La giudice Clementina Forleo, in questi giorni discussa, ha detto in una intervista: "Il magistrato dovrebbe prima fare il poliziotto e prima ancora l'immigrato, che ha fame" (ascoltato a Primapagina).
Giustissimo. Il compito del giudice è "risarcire il povero" (dice la Bibbia da qualche parte, e comunque è vero), perchè giustizia è riparare l'ingiustizia.
Il compito del poliziotto è più triste: tenere l'ordine che c'è. Può imparare a tenere un ordine migliore se prima, come propone Forleo, sperimenta la condizione delle vittime sociali, e non se ne dimentica diventando un difensore del "disordine costituito" (Emmanuel Mounier).
Il giornalista di Libero (Oscar Giannino, mi pare) che sta conducendo "Primapagina", dissente, e condanna quella dichiarazione di Forleo perché - dice - è una "vendetta sociale".
Gli piace intendere il risarcimento della vittima come vendetta sull'autore dell'ingiustizia.
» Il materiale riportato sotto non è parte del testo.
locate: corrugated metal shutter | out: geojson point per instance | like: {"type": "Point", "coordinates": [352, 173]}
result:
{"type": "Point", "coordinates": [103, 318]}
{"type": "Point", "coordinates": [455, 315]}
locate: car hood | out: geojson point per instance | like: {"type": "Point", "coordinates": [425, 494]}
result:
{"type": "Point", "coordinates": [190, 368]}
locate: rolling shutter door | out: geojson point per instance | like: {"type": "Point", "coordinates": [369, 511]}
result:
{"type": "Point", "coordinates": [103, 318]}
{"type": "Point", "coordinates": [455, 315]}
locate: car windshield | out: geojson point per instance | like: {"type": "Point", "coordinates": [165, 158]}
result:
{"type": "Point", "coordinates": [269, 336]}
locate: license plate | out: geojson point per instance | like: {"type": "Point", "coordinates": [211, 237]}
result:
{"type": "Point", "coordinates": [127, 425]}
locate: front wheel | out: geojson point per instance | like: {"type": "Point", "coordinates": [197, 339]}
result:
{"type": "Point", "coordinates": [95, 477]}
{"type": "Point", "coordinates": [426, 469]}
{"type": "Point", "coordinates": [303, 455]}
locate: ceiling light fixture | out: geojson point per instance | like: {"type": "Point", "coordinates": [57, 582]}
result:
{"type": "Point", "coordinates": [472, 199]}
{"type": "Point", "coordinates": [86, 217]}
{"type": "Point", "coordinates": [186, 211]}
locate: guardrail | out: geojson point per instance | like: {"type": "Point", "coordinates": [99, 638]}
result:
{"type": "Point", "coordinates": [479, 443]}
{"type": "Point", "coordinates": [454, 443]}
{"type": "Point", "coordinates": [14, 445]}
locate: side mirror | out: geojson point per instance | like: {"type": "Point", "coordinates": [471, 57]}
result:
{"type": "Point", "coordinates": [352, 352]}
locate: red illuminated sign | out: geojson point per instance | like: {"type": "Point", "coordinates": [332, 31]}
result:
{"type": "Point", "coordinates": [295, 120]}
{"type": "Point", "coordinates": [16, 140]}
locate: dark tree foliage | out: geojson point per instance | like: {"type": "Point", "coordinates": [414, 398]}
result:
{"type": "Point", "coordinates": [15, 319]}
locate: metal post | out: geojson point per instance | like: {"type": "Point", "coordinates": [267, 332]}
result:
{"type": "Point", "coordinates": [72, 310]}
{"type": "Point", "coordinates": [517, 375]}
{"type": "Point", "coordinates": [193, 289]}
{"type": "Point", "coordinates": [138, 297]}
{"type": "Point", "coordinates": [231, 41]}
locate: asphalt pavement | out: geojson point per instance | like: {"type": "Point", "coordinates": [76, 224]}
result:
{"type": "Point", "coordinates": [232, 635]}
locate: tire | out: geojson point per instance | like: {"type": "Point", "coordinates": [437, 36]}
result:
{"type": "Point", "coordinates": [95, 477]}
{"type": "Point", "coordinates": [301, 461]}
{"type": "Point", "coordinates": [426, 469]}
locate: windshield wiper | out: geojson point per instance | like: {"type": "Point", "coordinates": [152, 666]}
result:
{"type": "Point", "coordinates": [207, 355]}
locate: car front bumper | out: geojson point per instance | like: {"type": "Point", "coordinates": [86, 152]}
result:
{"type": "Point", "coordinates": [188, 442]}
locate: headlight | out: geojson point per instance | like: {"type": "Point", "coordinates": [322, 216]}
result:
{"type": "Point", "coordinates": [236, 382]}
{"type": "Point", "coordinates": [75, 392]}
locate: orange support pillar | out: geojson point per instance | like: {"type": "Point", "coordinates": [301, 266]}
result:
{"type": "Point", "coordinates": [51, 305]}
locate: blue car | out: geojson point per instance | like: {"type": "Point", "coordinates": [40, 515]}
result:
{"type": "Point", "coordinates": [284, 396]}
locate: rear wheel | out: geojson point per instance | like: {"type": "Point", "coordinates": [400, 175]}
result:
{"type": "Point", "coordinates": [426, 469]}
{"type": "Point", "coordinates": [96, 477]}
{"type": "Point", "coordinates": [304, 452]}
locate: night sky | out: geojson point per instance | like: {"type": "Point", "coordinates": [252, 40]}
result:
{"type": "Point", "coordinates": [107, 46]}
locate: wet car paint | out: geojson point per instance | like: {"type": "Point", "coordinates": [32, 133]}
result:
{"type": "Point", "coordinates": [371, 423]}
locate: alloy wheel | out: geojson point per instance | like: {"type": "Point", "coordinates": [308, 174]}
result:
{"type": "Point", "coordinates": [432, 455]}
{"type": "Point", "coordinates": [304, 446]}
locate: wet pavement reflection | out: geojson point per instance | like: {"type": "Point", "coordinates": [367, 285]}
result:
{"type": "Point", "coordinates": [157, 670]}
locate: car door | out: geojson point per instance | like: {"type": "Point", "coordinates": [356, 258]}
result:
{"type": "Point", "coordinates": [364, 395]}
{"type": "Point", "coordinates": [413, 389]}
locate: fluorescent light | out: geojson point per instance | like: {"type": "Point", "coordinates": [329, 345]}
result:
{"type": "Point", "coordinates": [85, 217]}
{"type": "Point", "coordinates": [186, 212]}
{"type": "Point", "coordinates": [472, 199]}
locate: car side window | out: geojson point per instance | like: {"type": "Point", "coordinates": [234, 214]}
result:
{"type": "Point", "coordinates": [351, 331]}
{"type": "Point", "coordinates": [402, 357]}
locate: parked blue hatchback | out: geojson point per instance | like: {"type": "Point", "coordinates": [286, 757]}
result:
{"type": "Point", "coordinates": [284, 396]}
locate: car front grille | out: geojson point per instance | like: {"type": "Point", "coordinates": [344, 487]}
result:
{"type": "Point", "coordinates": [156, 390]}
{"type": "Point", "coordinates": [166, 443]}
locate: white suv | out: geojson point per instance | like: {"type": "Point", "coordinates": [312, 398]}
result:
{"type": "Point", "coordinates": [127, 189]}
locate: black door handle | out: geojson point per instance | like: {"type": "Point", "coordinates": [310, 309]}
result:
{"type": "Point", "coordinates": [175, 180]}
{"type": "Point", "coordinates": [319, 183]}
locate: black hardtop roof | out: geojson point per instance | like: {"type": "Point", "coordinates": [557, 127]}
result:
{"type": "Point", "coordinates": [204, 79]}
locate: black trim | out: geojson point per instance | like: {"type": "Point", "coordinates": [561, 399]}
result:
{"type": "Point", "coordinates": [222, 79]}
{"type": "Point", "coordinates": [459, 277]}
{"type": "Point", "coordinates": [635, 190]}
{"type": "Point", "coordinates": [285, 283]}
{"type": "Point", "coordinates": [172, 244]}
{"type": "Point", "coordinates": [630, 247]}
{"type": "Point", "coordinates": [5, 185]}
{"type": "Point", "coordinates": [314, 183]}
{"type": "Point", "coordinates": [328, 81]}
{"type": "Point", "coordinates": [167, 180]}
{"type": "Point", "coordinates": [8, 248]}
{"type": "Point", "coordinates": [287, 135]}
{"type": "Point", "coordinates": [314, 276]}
E' vero tutto il contrario: vendicativa è la tradizionale giustizia penale, per lo più esercitata dai forti contro i deboli; "riparativa", "ricostruttiva" è la giustizia della grande innovativa esperienza del Sudafrica con la TRC (Truth and Reconciliation Commission). "Fare giustizia non significa punire bensì risanare", scrive Desmond Tutu ("Non c'è futuro senza perdono", Feltrinelli 2001, p. 119).
Ecco l'eterna differenza tra destra e sinistra.
Destra (c'è sempre) è il partito dei potenti e dei loro accoliti.
Sinistra (se c'è; quando c'è) è il partito delle vittime e dei loro difensori.
Mi pare abbastanza chiaro per orientarsi nella confusione. Purchè la nostra scelta morale sia stare dove la dignità umana è conculcata ma non tolta, ed anzi evidenziata, invece di stare con chi, offendendo altri, deforma e tradisce la propria dignità.